Booker credits Lofgren with inspiring him to want to teach undergraduates, as well. He has taught as a lecturer in the Department of Cognitive Sciences, and sometimes gives guest lectures, such as one last summer in Jeanett Castellanos’s lab to a group of undergraduates considering pursuing graduate studies. Castellanos, who is the associate dean of undergraduate student affairs in social sciences, has known Booker since they were both undergraduates at UCI.

Undergraduates face a paradox in college: they are asked to select a major of study at a time in their life when they may not know much about what actual career options exist, or what those careers entail.

“What really helped me solidify this decision as a career path was actually going and getting some real-world experience – working in applied psychology as opposed to experimental,” Booker says. “I suggest that students think about spending some time at a hospital where there are psychiatric patients to see in real time what this looks like, manifested in the human condition. That was extremely helpful for me.”

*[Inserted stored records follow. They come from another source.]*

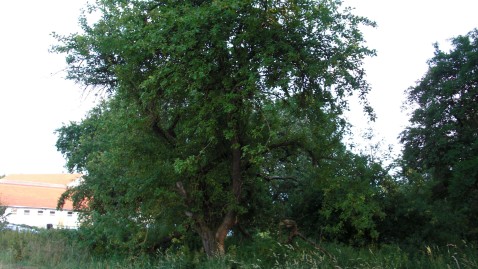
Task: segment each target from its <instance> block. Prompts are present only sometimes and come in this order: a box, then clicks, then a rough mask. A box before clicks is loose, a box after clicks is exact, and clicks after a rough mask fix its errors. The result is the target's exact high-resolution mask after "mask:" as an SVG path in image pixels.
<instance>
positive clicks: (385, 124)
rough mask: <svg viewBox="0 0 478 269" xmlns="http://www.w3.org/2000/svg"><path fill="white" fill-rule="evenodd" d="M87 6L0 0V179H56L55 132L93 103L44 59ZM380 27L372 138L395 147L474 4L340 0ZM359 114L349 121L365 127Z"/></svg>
mask: <svg viewBox="0 0 478 269" xmlns="http://www.w3.org/2000/svg"><path fill="white" fill-rule="evenodd" d="M85 3H86V0H44V1H38V0H23V1H3V2H2V7H1V8H0V36H1V39H0V40H1V43H0V44H1V47H0V175H1V174H13V173H62V172H65V169H64V168H63V166H64V163H65V162H64V160H63V158H62V156H61V155H60V154H59V153H58V152H57V151H56V148H55V141H56V136H55V135H54V133H53V132H54V130H55V129H56V128H59V127H60V126H61V125H62V123H67V122H69V121H72V120H80V119H81V118H82V117H83V116H84V114H85V113H86V111H87V110H88V109H89V108H91V106H92V100H93V99H94V97H92V96H87V95H86V94H83V92H82V89H81V88H80V86H78V85H74V84H73V83H72V82H69V81H65V80H64V79H63V77H64V74H63V73H61V70H62V69H63V68H64V67H65V62H64V58H63V56H60V55H53V54H50V53H48V48H49V47H50V45H52V44H53V43H54V39H53V38H51V37H50V33H51V32H53V31H55V32H58V33H64V34H66V33H70V32H74V31H76V30H77V29H78V27H77V21H78V20H77V19H78V16H79V14H80V8H82V7H84V5H85ZM345 4H346V5H348V6H352V7H355V8H356V10H355V13H356V14H358V15H363V16H366V17H368V18H370V19H372V20H375V21H376V22H377V23H378V27H377V28H375V29H364V32H365V34H366V39H367V43H368V45H369V46H370V47H371V48H374V49H376V50H377V53H378V56H377V57H374V58H372V59H367V60H366V62H365V63H366V66H365V67H366V69H367V74H368V76H367V77H368V81H369V82H370V84H371V85H372V89H373V91H372V93H371V94H370V96H369V97H370V101H371V104H372V106H373V107H374V109H375V111H376V113H377V116H378V120H377V122H376V123H375V124H373V127H374V128H375V131H376V133H377V136H378V137H383V138H384V140H385V142H386V143H390V144H395V143H396V141H397V140H396V137H397V136H398V134H399V133H400V131H401V130H403V128H404V126H405V125H406V123H407V117H406V115H404V114H403V113H402V112H401V109H400V107H401V105H402V102H403V100H404V97H403V92H404V90H405V89H407V88H408V87H409V86H412V85H413V84H414V83H415V81H417V80H418V79H419V78H420V77H421V76H422V75H423V74H424V72H425V71H426V70H427V65H426V61H427V59H429V58H431V57H432V56H433V47H432V44H433V43H434V42H436V41H438V42H439V43H440V44H445V43H446V40H447V39H449V38H451V37H454V36H457V35H460V34H466V33H467V32H469V31H470V30H472V29H473V28H477V27H478V16H477V15H476V12H477V10H478V1H476V0H453V1H451V0H400V1H398V0H395V1H392V0H345ZM360 115H361V110H360V109H358V110H354V111H353V113H352V118H353V121H354V123H355V124H356V125H358V126H359V128H358V129H362V128H365V127H364V126H363V122H364V120H363V118H362V117H360Z"/></svg>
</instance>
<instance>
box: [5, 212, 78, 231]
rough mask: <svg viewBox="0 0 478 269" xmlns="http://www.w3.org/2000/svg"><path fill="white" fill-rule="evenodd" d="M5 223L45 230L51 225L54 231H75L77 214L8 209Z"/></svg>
mask: <svg viewBox="0 0 478 269" xmlns="http://www.w3.org/2000/svg"><path fill="white" fill-rule="evenodd" d="M6 214H7V222H9V223H12V224H24V225H28V226H32V227H38V228H47V225H48V224H51V225H52V226H53V228H55V229H77V228H78V213H77V212H74V211H68V210H62V211H60V210H56V209H51V208H32V207H8V208H7V209H6Z"/></svg>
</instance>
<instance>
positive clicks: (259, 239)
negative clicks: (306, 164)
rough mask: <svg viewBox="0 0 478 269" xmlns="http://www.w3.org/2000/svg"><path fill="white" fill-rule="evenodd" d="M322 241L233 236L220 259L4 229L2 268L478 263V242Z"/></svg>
mask: <svg viewBox="0 0 478 269" xmlns="http://www.w3.org/2000/svg"><path fill="white" fill-rule="evenodd" d="M323 247H324V248H326V249H327V251H328V252H329V253H330V256H328V255H325V254H324V253H322V252H320V251H317V250H315V249H314V248H313V247H312V246H310V245H307V244H305V243H301V242H297V243H294V244H292V245H288V244H282V243H280V242H277V241H276V240H275V239H273V237H272V236H269V235H268V234H263V235H261V236H257V237H256V238H254V240H253V241H251V242H248V243H244V242H242V243H241V244H239V243H235V242H233V241H231V242H229V244H228V255H226V256H225V257H222V258H217V259H206V258H205V257H204V254H203V253H201V252H197V251H193V250H190V249H188V248H187V247H186V246H182V245H178V246H177V247H174V248H172V249H170V250H168V251H165V252H158V253H157V254H156V255H154V256H144V255H143V256H141V255H139V256H138V255H133V254H132V255H130V256H128V257H124V256H123V257H117V256H112V257H101V258H100V257H96V256H93V255H91V254H90V253H89V252H88V250H87V249H84V248H83V247H82V246H81V242H78V237H77V236H76V234H75V231H61V230H56V231H55V230H53V231H52V230H49V231H46V230H45V231H41V232H40V233H27V232H15V231H0V268H22V267H23V268H52V269H55V268H72V269H75V268H92V269H93V268H95V269H96V268H98V269H100V268H101V269H103V268H120V269H122V268H124V269H127V268H140V269H141V268H168V269H169V268H172V269H174V268H177V269H183V268H184V269H188V268H198V269H199V268H212V269H215V268H218V269H222V268H281V269H282V268H291V269H292V268H294V269H295V268H438V269H440V268H443V269H445V268H446V269H448V268H459V269H462V268H478V251H477V248H476V247H475V246H473V245H471V244H466V243H463V244H461V245H460V246H456V245H447V246H427V245H423V247H421V248H419V249H416V250H414V251H410V250H407V251H405V250H403V249H401V248H400V247H398V246H396V245H384V246H381V247H370V248H359V249H358V248H353V247H350V246H344V245H341V244H333V243H328V244H325V245H323Z"/></svg>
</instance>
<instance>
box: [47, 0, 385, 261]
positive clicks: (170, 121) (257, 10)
mask: <svg viewBox="0 0 478 269" xmlns="http://www.w3.org/2000/svg"><path fill="white" fill-rule="evenodd" d="M89 10H90V11H91V12H98V13H99V14H101V18H100V19H99V20H98V21H97V22H95V23H93V24H88V21H87V20H86V19H85V18H83V19H82V20H81V22H82V28H83V31H84V32H83V33H81V34H72V35H70V36H64V37H62V36H58V39H59V41H60V44H59V45H58V46H56V47H55V48H54V50H55V51H57V52H59V53H66V54H67V62H68V78H70V79H73V80H75V81H77V82H79V83H82V84H84V85H86V86H91V87H97V88H102V89H104V90H105V91H106V92H108V93H109V94H110V96H109V98H108V99H107V100H106V101H105V102H104V103H103V104H101V105H100V106H98V107H97V108H96V109H94V110H93V111H91V113H90V114H89V115H88V117H87V118H86V119H85V120H83V121H82V122H80V123H71V124H69V125H67V126H64V127H62V128H61V129H59V130H58V133H59V139H58V143H57V146H58V149H59V150H60V151H61V152H62V153H63V154H64V155H65V157H66V158H67V161H68V165H67V166H68V168H69V169H70V170H76V171H79V172H83V173H85V174H86V175H85V177H84V178H85V180H84V182H83V184H82V185H80V186H79V187H77V188H73V189H71V190H69V191H68V192H67V193H66V194H65V196H64V198H66V197H71V198H73V200H74V204H75V207H76V208H77V209H79V210H83V221H84V227H93V229H91V230H89V231H90V232H92V233H94V236H92V238H93V241H94V242H92V244H93V245H95V246H98V244H100V245H104V246H101V247H99V248H100V249H101V248H103V247H113V248H117V246H121V245H122V244H123V243H125V242H126V243H125V244H126V245H125V247H126V248H129V247H131V246H134V247H146V248H150V247H152V248H158V247H161V245H162V244H161V242H162V240H160V239H158V238H164V237H165V236H167V238H170V239H174V238H175V237H177V236H179V235H181V236H188V235H190V234H191V232H193V231H194V232H195V233H196V234H197V235H199V237H200V239H201V242H202V246H203V249H204V251H205V252H206V254H207V255H209V256H212V255H215V254H223V253H224V251H225V249H224V244H225V239H226V237H227V235H228V234H230V233H231V229H235V232H234V234H237V235H239V234H241V235H242V236H245V237H250V233H251V231H254V230H256V229H266V228H268V227H269V226H271V224H272V225H274V226H276V225H277V224H278V223H279V221H280V219H281V218H284V217H289V213H288V212H290V210H289V211H287V208H288V207H289V205H286V206H285V207H284V206H283V204H287V202H288V201H289V200H290V198H291V197H292V196H293V194H292V192H297V191H298V187H299V186H300V187H301V188H304V189H308V188H309V186H315V188H317V190H318V191H319V190H323V191H322V192H323V194H318V195H319V196H320V195H323V196H324V197H323V199H324V200H323V201H322V202H321V203H320V204H317V208H316V209H319V208H322V207H325V208H326V209H325V211H324V212H325V213H320V214H321V215H322V216H321V217H322V218H325V219H328V220H331V223H330V224H329V226H328V228H327V230H328V231H329V232H330V233H339V230H340V229H341V228H342V227H343V226H345V225H348V226H350V227H349V230H350V231H349V232H348V233H349V234H350V235H353V236H357V237H362V236H364V235H367V236H368V237H370V238H377V235H378V233H377V232H376V231H375V229H374V225H373V222H372V221H371V219H372V218H376V217H378V218H380V216H381V215H382V214H381V213H380V209H379V208H378V206H377V205H376V204H374V203H371V204H370V205H369V204H366V205H364V206H363V207H362V208H361V209H357V207H354V208H352V209H351V208H350V207H349V206H350V205H351V204H354V203H357V202H359V201H365V200H367V201H368V200H370V199H372V200H373V198H372V196H373V194H370V193H368V190H363V188H364V186H367V184H369V183H370V181H373V182H375V180H376V179H375V178H373V179H370V178H368V177H367V176H364V177H355V176H354V175H353V174H349V173H350V172H351V173H359V174H361V172H360V169H368V163H366V162H365V163H363V161H361V160H360V159H359V158H356V157H354V156H352V155H350V154H349V153H347V152H346V151H345V149H344V147H343V146H342V144H341V137H342V134H343V130H344V128H345V123H344V121H343V120H342V119H341V118H340V115H341V113H342V111H343V110H344V109H346V108H347V104H346V101H345V100H346V99H345V97H347V96H349V95H351V94H353V93H355V92H356V93H357V94H359V96H360V97H361V100H362V101H363V102H364V108H365V111H366V112H367V113H369V115H370V116H372V117H373V115H372V113H371V110H370V108H369V107H368V106H367V103H366V99H365V95H366V93H367V92H368V90H369V88H368V85H367V84H366V82H365V81H364V79H363V77H364V71H363V69H362V66H361V65H362V59H363V58H364V57H367V56H371V55H373V51H371V50H369V49H367V48H366V47H365V46H364V44H363V43H364V42H363V38H362V34H361V32H360V31H359V26H361V25H373V23H371V22H370V21H369V20H367V19H366V18H362V17H357V16H354V15H353V14H351V13H350V10H349V9H344V8H342V7H341V6H340V1H335V0H333V1H329V0H328V1H311V0H298V1H263V0H255V1H253V0H251V1H242V0H241V1H238V0H222V1H161V2H158V1H112V0H102V1H97V3H96V4H94V5H92V6H90V8H89ZM349 160H350V161H351V163H349ZM340 164H346V165H344V166H343V167H340ZM356 164H357V165H358V166H356ZM372 174H373V173H371V175H372ZM334 176H336V177H337V180H335V181H334V180H333V177H334ZM349 182H353V183H352V184H354V185H356V187H355V188H357V189H358V190H360V191H363V193H362V192H357V194H355V193H354V194H353V195H352V196H348V195H347V194H343V191H344V190H346V189H347V188H348V185H347V184H348V183H349ZM334 184H335V185H334ZM326 186H331V188H329V187H326ZM318 193H320V191H319V192H318ZM311 195H312V196H314V195H315V194H311ZM338 195H342V196H343V198H344V199H343V200H342V199H337V197H340V196H338ZM311 199H322V198H320V197H319V198H314V197H311ZM375 203H376V202H375ZM292 211H297V210H292ZM314 214H316V215H317V214H319V213H318V211H316V212H315V213H314ZM337 215H339V216H340V217H339V218H340V219H339V220H333V221H332V219H333V218H335V216H337ZM357 217H359V218H360V220H357ZM335 222H337V224H335ZM314 225H318V224H314ZM105 241H106V242H108V243H107V244H101V243H100V242H105ZM193 241H194V240H188V242H193ZM152 242H153V243H152Z"/></svg>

Booker also urges students to be flexible as they are exposed to new things and interests change over time. He enjoyed experimental lab work until he was exposed to more clinical psychology, providing assessment and intervention to patients. If he hadn’t been open to shifting his focus, he says he probably would have gone into experimental psychology – but not been as fulfilled as he is now.

“Every step of my journey at UCI was unparalleled in its qualitative richness, allowing me to develop mentally and emotionally,” Booker says. “My years at UCI were the end-all-be-all of my coming-of-age experiences.”